In the last few years, each time I've received a kind note, a thank-you card, a birthday card, I've thrown it into a large, cardboard, bootbox.
In the past, when I was in the thick of preschool paintings and children's certificates of achievement (which sometimes seemed like they received for just having a face) while cleaning closets or drawers, I had an impulse to toss the extra papers away--and I did. I've even been tempted to throw the whole box away at different white tornado moments.

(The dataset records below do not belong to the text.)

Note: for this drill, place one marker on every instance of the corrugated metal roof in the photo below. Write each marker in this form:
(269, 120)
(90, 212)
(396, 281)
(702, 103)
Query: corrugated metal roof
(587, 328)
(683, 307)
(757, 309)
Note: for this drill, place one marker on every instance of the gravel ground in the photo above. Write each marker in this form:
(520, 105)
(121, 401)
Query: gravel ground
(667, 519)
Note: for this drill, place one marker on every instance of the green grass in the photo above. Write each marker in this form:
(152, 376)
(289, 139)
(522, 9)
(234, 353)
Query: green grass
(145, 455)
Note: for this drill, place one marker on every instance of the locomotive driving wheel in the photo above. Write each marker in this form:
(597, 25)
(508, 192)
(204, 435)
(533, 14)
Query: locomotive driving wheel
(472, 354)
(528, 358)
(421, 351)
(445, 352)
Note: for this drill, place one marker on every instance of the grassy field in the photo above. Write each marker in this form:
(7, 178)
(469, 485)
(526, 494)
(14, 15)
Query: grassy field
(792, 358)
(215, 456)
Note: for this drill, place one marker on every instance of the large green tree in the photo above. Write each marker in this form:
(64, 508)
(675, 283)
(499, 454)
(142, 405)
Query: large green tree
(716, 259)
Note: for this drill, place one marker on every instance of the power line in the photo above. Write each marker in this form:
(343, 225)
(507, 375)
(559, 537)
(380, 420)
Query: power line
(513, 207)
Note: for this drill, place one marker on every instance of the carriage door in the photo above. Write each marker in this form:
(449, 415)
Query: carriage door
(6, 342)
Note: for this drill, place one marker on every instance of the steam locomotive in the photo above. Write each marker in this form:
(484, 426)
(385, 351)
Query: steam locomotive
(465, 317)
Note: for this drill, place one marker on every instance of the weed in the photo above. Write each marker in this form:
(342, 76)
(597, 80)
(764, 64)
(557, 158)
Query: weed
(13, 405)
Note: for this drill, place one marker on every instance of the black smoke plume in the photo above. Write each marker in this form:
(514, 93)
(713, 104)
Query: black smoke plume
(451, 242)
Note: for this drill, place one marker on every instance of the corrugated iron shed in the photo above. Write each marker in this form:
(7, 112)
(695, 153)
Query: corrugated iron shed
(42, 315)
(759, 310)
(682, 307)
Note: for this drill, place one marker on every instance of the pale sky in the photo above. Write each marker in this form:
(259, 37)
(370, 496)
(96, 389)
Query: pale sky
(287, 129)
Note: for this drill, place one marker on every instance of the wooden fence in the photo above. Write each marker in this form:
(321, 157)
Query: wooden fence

But now I keep the box, because I have a different image that springs from the experiences of losing my own loved ones. Each Grandma had her own box of keepsakes and cards I read while sitting on the floor with family-- mostly cards from people I didn't know. It was a last testament of sorts, of a person's life, of the people who appreciated them, of their thoughtfulness and good deeds, perhaps savored by the living when one's worth needed measurement.
So I indulgently think of my own passing, and my daughters gathered on the floor, trying to sort out the stuff of a life. I don't expect them to keep the contents of the box, for life goes on and cannot be slowed by someone else's cardboard box. But I see them learning things about their mom they never knew. It will all come through the words of people they barely know, and some they know well.
My cousin found in the back of her mother's drawer a small purse with white gloves and a marriage certificate long forgotten and taboo in her new marriage. It was a tender moment as she shared in death a tenderness her mother never spoke of.